TV3CAT
- Country: Spain
- Broadcast area: International
- Headquarters: Sant Joan Despí

Programming
- Language: Catalan
- Picture format: 1080i HDTV

Ownership
- Owner: Catalan Media Corporation (Television of Catalonia)
- Sister channels: TV3

History
- Launched: 10 September 1995; 30 years ago
- Former names: Televisió de Catalunya Internacional (1995–2009)

Availability

Terrestrial
- DTT: Balearic Islands: 26 UHF

Streaming media
- Watch live

= TV3CAT =

Catalonian international television channel

TV3CAT (known as Televisió de Catalunya Internacional until 29 May 2009) is an international Catalan language television channel owned by Catalan Media Corporation (CCMA) and operated by Television of Catalonia (TVC), a division of the CCMA.
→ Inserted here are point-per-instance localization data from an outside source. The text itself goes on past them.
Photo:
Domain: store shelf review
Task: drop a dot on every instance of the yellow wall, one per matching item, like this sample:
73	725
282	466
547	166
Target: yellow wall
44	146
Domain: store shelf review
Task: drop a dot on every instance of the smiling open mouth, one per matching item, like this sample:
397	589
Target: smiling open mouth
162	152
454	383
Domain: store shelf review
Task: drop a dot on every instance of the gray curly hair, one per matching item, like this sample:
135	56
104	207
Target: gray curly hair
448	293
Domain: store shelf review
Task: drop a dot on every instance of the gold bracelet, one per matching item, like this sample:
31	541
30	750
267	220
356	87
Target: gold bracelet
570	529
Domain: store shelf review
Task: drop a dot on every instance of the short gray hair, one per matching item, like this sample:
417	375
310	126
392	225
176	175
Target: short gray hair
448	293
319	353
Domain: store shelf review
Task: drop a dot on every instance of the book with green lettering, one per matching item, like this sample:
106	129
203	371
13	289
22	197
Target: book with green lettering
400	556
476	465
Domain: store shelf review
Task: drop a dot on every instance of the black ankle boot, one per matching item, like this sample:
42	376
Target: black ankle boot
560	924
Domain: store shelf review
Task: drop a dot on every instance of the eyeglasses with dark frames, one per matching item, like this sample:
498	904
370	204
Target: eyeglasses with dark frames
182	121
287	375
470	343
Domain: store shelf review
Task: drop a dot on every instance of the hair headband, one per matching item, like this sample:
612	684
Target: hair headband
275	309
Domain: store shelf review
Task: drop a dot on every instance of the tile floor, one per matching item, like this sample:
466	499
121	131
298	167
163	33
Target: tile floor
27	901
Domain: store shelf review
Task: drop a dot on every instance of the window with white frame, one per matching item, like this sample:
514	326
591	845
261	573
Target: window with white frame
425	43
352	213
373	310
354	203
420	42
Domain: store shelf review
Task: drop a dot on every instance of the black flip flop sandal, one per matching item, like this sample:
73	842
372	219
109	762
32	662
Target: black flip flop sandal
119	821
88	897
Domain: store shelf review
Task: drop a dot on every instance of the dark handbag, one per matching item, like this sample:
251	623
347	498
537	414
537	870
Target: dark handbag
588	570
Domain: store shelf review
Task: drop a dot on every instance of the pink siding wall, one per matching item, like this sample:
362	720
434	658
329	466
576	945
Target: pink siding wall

Launched on Sunday 10 September 1995 as Televisió de Catalunya Internacional, its name was changed to TV3CAT on 29 May 2009. That channel was beaming to Europe through Astra satellite and America through Hispasat satellite. TV3CAT belonged to a group of channels where it was found programs from TV3, El 33, Super3, Esport3 and 3CatInfo. Since 1 May 2012, it stopped broadcasting on satellite television due to political financial cuts. The station continue broadcasting internationally via the internet and through cable and fiber operators.

==History==
The channel started broadcasting on 10 September 1995 as Televisió de Catalunya Satéllit, with a 36-hour broadcast on the Hot Bird I satellite in Europe and north Africa, and on the Galaxy IV and Intelsat K satellites for most of the Americas, coinciding with Catalonia's National Day. This initial broadcast was seen as illegal by the Ministry of Public Administration, Transports and the Environment as illegal, not just because of its experimental character, but also because, in order for the autonomous channels of Spain to broadcast nationwide, there would be a reworking of the existing media law. The goal was to deliver Catalan programming for the diaspora of 400,000 Catalans living abroad; the same transponder also included a subcarrier with Catalunya Ràdio. The total cost was of 10 million pesetas, with four sponsors, with which TVC expected to receive 25 million pesetas from the experiment. TVC's goal was to commence regular satellite broadcasts in mid-1996.

On 21 July 2003, coinciding with the Vía Digital-CSD merger, TVC shut down the Hispasat feed (TVC Sat) and merged it into the Astra feed (TVCi), making it available on both satellites, on cable networks and on the TVC DTT multiplex.

On 1 May 2012, TV3CAT ceased satellite transmissions to Europe and the Americas, while strengthening its online presence.